It was a bad weekend at Spa-Francorchamps with no points scored, Sebastian finishing 13th and Charles 14th. A frustrating result as emphasised after the race by Team Principal, Mattia Binotto. However, it only serves to increase the team’s determination to get out of the storm it is in at the moment to reach calmer waters as soon as possible.
Looking back at the Belgian Grand Prix, once again we talk to the Scuderia’s Head of Race Strategy, Inaki Rueda to understand key moments of the race, starting with the tyre choice.
“The behaviour of the three Pirelli compounds in Spa and, unfortunately, our positions on the grid, actually gave us plenty of flexibility in terms of tyre choice for the start. The safest bet was the Medium, which would have allowed for a relatively early stop to switch to Hards or to go as long as possible in the first stint to then try and finish on the Soft. Starting on the Soft would have been an advantage in the early laps, especially those when DRS was not yet enabled. With both drivers out of Q3, it made sense to split the strategies, so Sebastian went on Mediums and Charles on the Softs, which would also put him in good shape if there was an early neutralisation or one towards the end of the race.”
Charles’s strategy seemed to work. Is that the case?
“Yes, Charles managed to go from 13th (actually 12th as Carlos Sainz did not start) to eighth place in just one lap and it even looked as though he might pass Stroll for seventh. But after that, the car’s shortcomings in terms of performance saw him slip down the order.”

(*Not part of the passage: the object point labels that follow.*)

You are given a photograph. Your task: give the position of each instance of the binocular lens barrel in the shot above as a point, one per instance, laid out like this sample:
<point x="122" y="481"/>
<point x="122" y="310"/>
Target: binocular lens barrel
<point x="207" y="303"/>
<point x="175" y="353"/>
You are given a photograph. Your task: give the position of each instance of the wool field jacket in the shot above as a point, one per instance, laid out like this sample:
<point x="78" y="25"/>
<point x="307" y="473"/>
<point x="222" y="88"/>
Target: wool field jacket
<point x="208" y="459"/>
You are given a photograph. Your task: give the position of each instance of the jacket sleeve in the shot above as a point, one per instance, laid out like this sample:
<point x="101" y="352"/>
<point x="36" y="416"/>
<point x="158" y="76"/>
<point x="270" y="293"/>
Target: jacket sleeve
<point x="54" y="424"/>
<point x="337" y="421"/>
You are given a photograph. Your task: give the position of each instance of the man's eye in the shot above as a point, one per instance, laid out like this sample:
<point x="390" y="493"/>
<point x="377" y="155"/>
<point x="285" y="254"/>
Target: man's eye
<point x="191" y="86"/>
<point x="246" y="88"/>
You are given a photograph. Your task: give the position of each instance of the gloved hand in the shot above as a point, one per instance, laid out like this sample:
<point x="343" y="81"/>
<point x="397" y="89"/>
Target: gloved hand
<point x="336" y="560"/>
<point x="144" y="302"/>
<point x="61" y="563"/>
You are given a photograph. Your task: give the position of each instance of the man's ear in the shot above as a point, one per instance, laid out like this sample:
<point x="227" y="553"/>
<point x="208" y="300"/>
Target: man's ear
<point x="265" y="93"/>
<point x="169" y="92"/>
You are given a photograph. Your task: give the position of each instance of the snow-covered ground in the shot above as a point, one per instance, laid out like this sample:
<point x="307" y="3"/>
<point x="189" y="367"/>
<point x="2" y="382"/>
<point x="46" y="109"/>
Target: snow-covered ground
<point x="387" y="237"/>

Then there was the incident involving Antonio Giovinazzi and George Russell which brought out the safety car.
“Both drivers were very near turn 17 and therefore close to the pit lane entry: ideally we wanted to bring them in on the same lap and do a double stop, as we did in the second Silverstone race. However, there was an unknown factor to consider, namely the fact that the engine’s pneumatic valve system on Charles’ car was using too much air. His stop would therefore have to be longer, as topping up the system normally adds three seconds. So a double stop would have penalised Sebastian, which is why he stayed out for one more lap. It meant that Charles lost a place to Räikkönen because of topping up the air so that Seb was now in front of his team-mate.”

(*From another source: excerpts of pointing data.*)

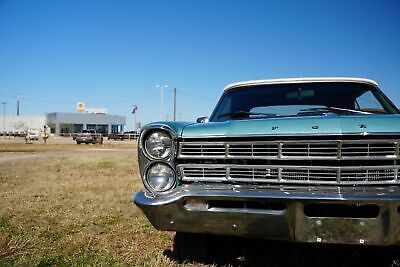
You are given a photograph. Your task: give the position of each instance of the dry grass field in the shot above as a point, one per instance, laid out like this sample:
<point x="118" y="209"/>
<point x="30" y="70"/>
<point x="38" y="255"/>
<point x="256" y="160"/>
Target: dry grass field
<point x="63" y="205"/>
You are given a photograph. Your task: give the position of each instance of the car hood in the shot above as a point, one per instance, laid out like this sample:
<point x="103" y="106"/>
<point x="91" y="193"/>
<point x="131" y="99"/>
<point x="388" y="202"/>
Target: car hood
<point x="324" y="124"/>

How does the pneumatic valve air system work?
“Formula 1 engines use air to operate the valves which, as is the case with the oil, can occasionally consume more than normal. The air bottle on the car can be topped up by connecting it to the compressed air system and in the case of the SF1000, the connector is on the left hand side. That’s why on tv, we saw a mechanic attach to the car a sort of jack with a compressed air bottle. These things happen from time to time and we practice these procedures over the course of the race weekend.”
After the first stop, how did the race pan out?
“We put Hards on both cars thinking it was the best option at the time for having a one stop race, but we did not know – and neither did the other teams – how this compound would hold up towards the end. Seb had a pretty lonely race to the flag, hoping that those ahead of him would suffer with a performance drop or make a second stop. Unfortunately, neither of those two scenarios occurred. With Charles we also had the air problem, as his consumption increased again, although not to a dramatic extent. In the position in which he found himself, a second stop seemed a possibility, both in order to make the most of a set of new Mediums and also to avoid the risk of having an air problem in the final laps. At the beginning of the new stint, in clean air, his pace was very good and he set the fourth fastest lap time of the race even though at that point he still had a lot of fuel on board. But given that the Hard held up to the end, for Charles moving up the order remained just a dream and he finished the race practically in the same position he was in at the time of his second stop.”